= Nassau (bet) =

Type of bet between golfers

The Nassau is a type of wager in golf that is essentially three separate bets. Money is wagered on the best score on each of the front nine (holes 1–9), back nine (holes 10–18), and total 18 holes. The Nassau is one of golf's most classic and best known wagers. It is also known by the size of the bets, e.g. "2-2-2" or "5-5-5", and "Best Nines."

The Nassau bet gets its name from the Nassau Country Club on Long Island, where the format is said to have been invented in 1900 by club captain John B. Coles Tappan. In the 1900s because the players at Nassau CC were much better than the surrounding country clubs and always won matches against the other clubs. In fact, the other clubs would not play Nassau CC because they were tired of losing everything. To encourage future competitions, Nassau CC adopted the Nassau bet.

The Nassau bet is most usually wagered in match play but can also be applied to many other playing or scoring formats. As with any golf game, players of greatly differing abilities can compete with handicaps being used to determine how many strokes one player must give another.

== Nassau press ==
The Nassau press is a side bet, in addition to the original bet, offered during a Nassau match by the side that is losing in an effort to even their money for either the front nine, back nine or overall. If the player who "presses" (offers the press) then beats his opponent over the remaining holes on a given nine or the overall, he wins the press bet. In effect it is a double-or-nothing proposition. When a side/overall is two or more points down in the match, they may request a press. The opposition has the option to accept or reject the press, although it is usually accepted.
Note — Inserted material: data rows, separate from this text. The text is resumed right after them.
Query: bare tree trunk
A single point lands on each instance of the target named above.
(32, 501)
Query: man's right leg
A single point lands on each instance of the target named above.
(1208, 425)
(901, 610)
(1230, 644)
The press bet runs for only the remaining holes to be played on either the front nine, back nine holes or overall. In addition, a press on overall (the entire 18 holes) by the losing opponent will continue throughout the match as a new bet even up at the time of the press. Press bets can themselves be pressed if the player falls two points behind on the press bet. The amount of the press bet is the same as the original match bet. For example, in a $2 Nassau, presses are for $2. This is basically a double-or-nothing proposition for the player in the lead.